Friday, August 05, 2005

Oxymoronic headline writing

"Before I start," began the very amateurish public speaker, "I want to say something."
I was reminded of that bit of illustrative whimsy by a front-page headline in the Friday, 5 August, edition. It tries to boost the governor's visit to promote the Tennessee school system with, "A pre-start on education."
Copy editors, if there are any at the Times Free Press, and page designers are, at least at most "news"papers, under a lot of pressure, and are often not given more than six to ten hours to produce and proofread the pages sent out to subscribers and other readers.
Perhaps that explains the "duh" head on a national story: "Dobson angers critics with stem cell remarks."
Dobson could say "The sun comes up in the east" and he'd anger "critics."
This is a "dog bites man" story.
The real story would have been if his supporters had been angered; or if his critics had said, "Well, golleee, he's right."

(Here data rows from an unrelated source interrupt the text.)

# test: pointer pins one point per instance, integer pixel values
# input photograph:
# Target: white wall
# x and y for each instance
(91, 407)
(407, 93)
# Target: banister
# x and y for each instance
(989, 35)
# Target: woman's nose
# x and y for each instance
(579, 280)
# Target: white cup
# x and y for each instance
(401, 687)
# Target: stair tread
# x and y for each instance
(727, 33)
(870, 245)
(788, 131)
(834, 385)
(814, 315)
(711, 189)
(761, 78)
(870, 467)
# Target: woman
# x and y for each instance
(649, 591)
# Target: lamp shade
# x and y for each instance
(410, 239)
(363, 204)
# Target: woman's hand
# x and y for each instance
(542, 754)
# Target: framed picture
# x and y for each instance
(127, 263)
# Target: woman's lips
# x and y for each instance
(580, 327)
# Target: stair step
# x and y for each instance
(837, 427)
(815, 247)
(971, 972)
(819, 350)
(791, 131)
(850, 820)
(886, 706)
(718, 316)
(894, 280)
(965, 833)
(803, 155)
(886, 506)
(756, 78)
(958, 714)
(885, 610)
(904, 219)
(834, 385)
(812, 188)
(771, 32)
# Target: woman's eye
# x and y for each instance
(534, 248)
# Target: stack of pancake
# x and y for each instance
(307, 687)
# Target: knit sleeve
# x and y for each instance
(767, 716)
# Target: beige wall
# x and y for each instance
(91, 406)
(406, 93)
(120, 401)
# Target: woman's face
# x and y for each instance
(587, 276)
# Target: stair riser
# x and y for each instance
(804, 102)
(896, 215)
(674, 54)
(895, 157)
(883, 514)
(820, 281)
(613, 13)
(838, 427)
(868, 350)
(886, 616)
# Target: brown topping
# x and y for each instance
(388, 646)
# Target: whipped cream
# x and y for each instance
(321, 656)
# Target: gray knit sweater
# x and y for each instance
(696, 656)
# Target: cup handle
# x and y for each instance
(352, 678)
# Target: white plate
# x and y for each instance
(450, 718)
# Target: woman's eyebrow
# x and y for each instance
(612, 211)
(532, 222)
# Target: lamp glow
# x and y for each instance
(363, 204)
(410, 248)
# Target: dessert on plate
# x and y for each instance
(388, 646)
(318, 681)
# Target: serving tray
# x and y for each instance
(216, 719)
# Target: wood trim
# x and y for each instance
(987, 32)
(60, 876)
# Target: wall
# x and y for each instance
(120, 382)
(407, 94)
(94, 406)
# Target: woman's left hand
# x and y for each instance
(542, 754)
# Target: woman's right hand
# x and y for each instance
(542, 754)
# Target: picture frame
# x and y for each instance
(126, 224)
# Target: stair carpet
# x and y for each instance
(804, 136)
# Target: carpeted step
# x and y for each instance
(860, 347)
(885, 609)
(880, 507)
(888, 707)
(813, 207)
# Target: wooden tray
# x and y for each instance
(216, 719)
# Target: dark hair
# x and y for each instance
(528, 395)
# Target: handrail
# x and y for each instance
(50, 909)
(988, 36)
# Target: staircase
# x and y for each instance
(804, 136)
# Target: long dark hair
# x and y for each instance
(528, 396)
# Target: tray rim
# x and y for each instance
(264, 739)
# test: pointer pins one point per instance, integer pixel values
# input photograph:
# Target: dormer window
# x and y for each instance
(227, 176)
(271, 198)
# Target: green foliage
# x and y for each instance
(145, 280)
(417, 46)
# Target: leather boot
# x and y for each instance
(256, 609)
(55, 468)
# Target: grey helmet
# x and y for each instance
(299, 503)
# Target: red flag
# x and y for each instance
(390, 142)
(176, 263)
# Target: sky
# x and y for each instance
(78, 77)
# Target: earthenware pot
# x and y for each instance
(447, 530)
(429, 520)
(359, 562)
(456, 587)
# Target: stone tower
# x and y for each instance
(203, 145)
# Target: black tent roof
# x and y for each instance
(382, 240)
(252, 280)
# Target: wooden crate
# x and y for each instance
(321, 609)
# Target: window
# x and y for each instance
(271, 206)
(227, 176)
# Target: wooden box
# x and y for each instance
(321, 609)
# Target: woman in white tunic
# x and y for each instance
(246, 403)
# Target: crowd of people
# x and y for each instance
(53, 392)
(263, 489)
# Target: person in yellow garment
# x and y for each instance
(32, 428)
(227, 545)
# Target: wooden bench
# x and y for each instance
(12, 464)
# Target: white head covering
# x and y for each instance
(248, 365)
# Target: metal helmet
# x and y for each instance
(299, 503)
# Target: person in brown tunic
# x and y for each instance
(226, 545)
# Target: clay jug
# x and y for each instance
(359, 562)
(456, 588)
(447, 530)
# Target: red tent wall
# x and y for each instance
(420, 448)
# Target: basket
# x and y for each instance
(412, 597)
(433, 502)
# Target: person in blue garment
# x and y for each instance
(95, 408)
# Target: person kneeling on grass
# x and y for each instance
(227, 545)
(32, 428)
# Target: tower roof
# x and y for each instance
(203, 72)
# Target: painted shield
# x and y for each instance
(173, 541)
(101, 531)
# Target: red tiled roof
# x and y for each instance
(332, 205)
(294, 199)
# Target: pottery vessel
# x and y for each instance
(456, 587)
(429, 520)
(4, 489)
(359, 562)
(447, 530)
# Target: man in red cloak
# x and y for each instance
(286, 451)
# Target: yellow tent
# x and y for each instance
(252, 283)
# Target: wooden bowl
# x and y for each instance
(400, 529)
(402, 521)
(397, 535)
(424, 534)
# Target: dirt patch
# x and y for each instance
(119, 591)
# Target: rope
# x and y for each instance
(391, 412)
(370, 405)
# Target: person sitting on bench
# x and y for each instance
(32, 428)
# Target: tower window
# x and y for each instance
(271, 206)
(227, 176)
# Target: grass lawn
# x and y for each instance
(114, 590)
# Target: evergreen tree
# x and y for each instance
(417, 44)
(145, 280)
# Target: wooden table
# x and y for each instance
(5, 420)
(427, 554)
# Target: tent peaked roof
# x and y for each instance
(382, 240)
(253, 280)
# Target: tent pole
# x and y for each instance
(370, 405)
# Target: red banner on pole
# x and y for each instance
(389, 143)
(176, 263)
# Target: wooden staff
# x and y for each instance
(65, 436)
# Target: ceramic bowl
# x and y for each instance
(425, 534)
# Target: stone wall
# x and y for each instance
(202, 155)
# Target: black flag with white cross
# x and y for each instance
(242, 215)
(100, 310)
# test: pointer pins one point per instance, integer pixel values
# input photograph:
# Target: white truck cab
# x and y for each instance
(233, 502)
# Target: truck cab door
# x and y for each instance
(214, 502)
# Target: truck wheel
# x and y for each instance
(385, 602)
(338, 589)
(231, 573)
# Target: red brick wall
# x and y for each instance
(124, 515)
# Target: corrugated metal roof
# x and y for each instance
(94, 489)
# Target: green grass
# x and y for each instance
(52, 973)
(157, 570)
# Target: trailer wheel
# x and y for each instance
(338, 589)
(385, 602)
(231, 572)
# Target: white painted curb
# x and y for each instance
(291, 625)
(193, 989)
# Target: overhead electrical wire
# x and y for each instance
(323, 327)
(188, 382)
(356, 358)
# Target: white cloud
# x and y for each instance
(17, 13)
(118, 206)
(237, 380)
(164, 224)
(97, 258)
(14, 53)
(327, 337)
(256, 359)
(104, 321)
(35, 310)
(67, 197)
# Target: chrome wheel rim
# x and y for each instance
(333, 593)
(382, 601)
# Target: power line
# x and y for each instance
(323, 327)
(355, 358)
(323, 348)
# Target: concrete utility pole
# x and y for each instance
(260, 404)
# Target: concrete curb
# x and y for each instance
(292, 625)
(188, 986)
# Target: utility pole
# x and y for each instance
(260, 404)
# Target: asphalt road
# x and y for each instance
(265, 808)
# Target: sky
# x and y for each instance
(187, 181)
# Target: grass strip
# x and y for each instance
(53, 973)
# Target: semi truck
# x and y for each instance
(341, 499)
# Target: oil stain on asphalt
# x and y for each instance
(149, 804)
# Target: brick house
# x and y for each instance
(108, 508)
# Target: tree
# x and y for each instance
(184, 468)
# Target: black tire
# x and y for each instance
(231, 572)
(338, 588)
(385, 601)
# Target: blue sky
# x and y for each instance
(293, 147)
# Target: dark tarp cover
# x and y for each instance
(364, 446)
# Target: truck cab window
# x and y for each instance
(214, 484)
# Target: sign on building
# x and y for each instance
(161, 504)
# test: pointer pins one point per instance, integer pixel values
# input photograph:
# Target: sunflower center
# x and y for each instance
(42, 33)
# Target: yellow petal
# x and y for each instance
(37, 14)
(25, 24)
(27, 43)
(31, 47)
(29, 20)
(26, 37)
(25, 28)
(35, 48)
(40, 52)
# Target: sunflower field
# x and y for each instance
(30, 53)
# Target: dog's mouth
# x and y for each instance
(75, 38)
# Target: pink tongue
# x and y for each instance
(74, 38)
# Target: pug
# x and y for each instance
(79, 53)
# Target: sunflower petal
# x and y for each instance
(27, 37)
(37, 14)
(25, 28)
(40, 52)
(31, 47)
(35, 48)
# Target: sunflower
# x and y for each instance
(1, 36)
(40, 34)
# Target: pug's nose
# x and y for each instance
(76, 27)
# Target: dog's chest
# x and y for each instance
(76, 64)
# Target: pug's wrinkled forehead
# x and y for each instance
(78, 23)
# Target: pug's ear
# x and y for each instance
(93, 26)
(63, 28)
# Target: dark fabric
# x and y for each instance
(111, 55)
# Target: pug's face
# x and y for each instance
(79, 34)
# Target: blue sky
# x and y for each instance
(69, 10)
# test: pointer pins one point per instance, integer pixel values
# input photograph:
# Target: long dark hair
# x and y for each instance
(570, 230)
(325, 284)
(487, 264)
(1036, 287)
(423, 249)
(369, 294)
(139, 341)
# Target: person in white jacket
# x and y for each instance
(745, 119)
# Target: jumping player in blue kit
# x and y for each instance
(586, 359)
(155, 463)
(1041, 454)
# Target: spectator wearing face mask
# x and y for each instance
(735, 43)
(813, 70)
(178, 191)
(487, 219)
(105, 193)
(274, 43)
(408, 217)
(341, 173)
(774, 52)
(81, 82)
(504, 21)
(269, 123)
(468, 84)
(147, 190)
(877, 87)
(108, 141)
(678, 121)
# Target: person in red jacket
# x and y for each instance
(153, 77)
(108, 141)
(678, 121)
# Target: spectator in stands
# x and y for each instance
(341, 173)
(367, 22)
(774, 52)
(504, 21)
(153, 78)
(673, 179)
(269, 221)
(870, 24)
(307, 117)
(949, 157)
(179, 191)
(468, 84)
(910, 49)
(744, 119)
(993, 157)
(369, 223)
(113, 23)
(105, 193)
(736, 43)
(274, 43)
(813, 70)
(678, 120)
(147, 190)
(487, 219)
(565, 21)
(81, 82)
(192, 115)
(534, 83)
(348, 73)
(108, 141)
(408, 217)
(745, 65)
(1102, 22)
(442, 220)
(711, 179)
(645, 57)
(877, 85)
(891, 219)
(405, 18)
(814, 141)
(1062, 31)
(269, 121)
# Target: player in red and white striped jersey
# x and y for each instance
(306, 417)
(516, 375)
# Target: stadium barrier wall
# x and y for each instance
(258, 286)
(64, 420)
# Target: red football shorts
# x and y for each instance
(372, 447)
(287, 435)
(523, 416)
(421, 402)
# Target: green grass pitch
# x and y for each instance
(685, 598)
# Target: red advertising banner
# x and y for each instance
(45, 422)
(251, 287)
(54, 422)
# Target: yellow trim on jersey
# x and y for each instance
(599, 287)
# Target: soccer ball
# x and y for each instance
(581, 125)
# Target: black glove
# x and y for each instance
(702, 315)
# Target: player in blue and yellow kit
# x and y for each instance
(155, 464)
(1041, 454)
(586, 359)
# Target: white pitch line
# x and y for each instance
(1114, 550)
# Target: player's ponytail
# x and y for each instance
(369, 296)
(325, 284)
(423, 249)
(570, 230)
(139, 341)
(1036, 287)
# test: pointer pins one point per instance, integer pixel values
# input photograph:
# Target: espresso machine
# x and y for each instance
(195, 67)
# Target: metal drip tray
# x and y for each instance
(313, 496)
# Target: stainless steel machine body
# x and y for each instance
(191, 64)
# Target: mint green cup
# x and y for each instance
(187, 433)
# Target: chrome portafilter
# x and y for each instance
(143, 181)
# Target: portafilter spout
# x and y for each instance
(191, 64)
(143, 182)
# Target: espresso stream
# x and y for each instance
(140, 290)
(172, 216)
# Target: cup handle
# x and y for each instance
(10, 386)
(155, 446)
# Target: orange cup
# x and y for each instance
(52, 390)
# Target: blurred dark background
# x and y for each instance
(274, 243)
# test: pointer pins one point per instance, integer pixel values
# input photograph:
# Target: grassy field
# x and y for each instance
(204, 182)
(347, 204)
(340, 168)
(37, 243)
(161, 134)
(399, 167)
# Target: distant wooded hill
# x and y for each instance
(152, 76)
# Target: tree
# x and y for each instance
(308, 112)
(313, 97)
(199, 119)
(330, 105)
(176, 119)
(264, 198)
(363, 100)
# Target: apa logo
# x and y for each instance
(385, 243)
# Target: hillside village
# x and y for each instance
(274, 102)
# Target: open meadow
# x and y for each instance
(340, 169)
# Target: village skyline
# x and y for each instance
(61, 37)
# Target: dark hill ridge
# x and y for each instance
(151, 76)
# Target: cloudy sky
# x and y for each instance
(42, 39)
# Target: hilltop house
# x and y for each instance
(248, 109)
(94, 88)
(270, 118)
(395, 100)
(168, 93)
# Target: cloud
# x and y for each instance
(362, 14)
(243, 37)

Or, perish the thought, the real story is what Dobson said, not the reaction of the people with whom the majority of reporters and editors agree.
For the record: I have no opinion, yet, on stem cell research.
But I do know the U.S. Constitution in no way authorizes the federal government to spend our money on it.
A Libertarian Party candidate said in 1992, when the government pays for research, it gets research. Perhaps instead, he said, the government should pay for results.